URL Frontiers
The frontier is the queue of URLs to crawl. kumo deduplicates URLs with a Bloom filter (O(1), 1M URLs at 0.1% false-positive rate by default).
MemoryFrontier (default)
The default — no configuration needed. Held in RAM; lost when the process exits.
CrawlEngine::builder()
// no .frontier() call — uses MemoryFrontier automatically
.run(MySpider)
.await?;
FileFrontier
Requires features = ["persistence"]. Persists the URL queue to disk — survives restarts.
use kumo::FileFrontier;
CrawlEngine::builder()
.frontier(FileFrontier::new("frontier.bin")?)
.run(MySpider)
.await?;
If frontier.bin exists when the process starts, crawling resumes from where it left off.
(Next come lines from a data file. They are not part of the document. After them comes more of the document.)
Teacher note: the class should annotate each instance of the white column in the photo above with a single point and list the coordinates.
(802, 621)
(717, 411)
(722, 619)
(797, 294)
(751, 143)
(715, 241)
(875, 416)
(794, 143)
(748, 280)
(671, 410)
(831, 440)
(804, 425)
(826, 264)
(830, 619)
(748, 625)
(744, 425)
Delete the file to start fresh.
RedisFrontier
Requires features = ["redis-frontier"]. Distributes the URL queue across multiple processes via Redis.
use kumo::RedisFrontier;
let frontier = RedisFrontier::new("redis://127.0.0.1:6379", "my-crawl").await?;
CrawlEngine::builder()
.frontier(frontier)
.run(MySpider)
.await?;
Multiple processes can use the same Redis key — they share the queue and deduplication set. Use this for distributed crawls where a single process can't saturate the target site's bandwidth.
Tuning the Bloom Filter
For crawls smaller than the default 1M URL estimate, shrink the Bloom filter to save RAM:
Setting max_urls too low increases the false-positive rate (some new URLs skipped as duplicates). Setting it too high wastes memory. Rule of thumb: set it to 2× your expected unique URL count.